Dans une déclaration explosive sur les ondes de Top Congo FM, Jean-Pierre Bemba, vice-Premier ministre et ministre des Transports, a pointé l’ancien président Joseph Kabila comme l’architecte présumé d’une vaste entreprise de déstabilisation de la RDC. Selon ses accusations, Kabila serait le cerveau derrière les rébellions armées du M23 et de l’AFC – qu’il associe au Rwanda voisin – ainsi que des milices Mobondo dont les violences ensanglantent plusieurs provinces de l’ouest. Une charge qui, si elle venait à être étayée, ébranlerait les fondements mêmes de la stabilité congolaise.
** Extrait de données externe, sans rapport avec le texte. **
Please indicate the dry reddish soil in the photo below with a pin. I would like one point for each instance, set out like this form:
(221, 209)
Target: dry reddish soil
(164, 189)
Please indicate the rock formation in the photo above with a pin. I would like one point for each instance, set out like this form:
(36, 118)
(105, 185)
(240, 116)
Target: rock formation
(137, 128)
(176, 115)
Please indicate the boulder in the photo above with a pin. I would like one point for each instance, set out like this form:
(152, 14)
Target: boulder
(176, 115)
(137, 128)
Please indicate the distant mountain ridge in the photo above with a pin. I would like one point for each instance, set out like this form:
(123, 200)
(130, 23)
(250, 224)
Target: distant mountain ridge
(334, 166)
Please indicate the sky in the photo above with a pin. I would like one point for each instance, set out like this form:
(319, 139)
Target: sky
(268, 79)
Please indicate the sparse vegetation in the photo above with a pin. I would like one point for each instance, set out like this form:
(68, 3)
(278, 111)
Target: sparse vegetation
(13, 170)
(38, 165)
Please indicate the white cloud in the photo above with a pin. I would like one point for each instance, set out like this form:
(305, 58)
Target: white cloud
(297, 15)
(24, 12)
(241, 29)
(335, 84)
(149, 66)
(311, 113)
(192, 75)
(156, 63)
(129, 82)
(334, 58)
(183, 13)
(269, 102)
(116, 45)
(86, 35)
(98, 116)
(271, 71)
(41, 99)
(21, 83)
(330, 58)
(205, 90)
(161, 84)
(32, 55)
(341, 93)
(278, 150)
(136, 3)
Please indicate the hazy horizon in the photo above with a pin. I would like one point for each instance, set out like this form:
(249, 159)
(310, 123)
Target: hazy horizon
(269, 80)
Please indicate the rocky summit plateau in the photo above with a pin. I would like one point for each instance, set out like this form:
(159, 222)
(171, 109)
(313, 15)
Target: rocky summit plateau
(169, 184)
Bemba ne s’est pas arrêté à l’ancien chef de l’État. Dans sa croisade verbale, il a élargi le cercle des accusés à Moïse Katumbi, l’opposant charismatique et ex-gouverneur du Katanga, ainsi qu’à certains membres influents de la Conférence épiscopale nationale du Congo (CENCO). Leur crime supposé ? Avoir fomenté un complot visant à éliminer physiquement le président Félix Tshisekedi et à renverser les institutions démocratiques. Cette escalade rhétorique interroge : jusqu’où la classe politique congolaise peut-elle instrumentaliser les tensions sécuritaires à des fins de règlements de comptes ?
La cible choisie contre la CENCO, institution religieuse traditionnellement perçue comme un médiateur neutre mais récemment critique envers le pouvoir, révèle une stratégie politique calculée. En associant l’opposition religieuse à des manœuvres de déstabilisation nationale, Bemba semble chercher à délégitimer toute voix discordante, transformant le paysage politique en un champ de bataille où la dissidence devient synonyme de trahison. Une tactique risquée qui pourrait accélérer la polarisation dans un contexte de conflit politique déjà tendu.
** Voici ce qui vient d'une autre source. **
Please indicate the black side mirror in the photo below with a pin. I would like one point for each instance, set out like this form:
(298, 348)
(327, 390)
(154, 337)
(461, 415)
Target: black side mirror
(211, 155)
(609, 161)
Les implications de ces accusations résonnent bien au-delà des simples invectives. En évoquant des liens entre Kabila, le Rwanda et les rébellions à l’est – notamment la rébellion M23 en plein regain d’activité –, le ministre alimente un récit de menace existentielle pour la souveraineté congolaise. Les milices Mobondo, dont les attaques sporadiques dans le Kwango et le Kwilu ont causé des centaines de déplacés, servent ici d’argument spectaculaire pour justifier la fuite de Kabila à l’étranger. Mais ce storytelling manichéen suffira-t-il à convaincre une population lassée par les guerres par procuration ?
À travers ce réquisitoire médiatique, Bemba dessine les contours d’une stratégie du chaos attribuée à ses rivaux. En présentant le gouvernement comme une forteresse assiégée par des forces internes et externes, il tente de rallier l’opinion autour du camp présidentiel. Mais cette offensive verbale comporte des risques majeurs : elle sape la crédibilité des institutions et pourrait exacerber les fractures dans des régions déjà minées par les milices. Alors que la RDC traverse une période critique, la surenchère accusatoire remplacera-t-elle l’impératif de dialogue national ? L’avenir immédiat dira si ces allégations enflammeront les tensions ou serviront de prélude à des poursuites judiciaires.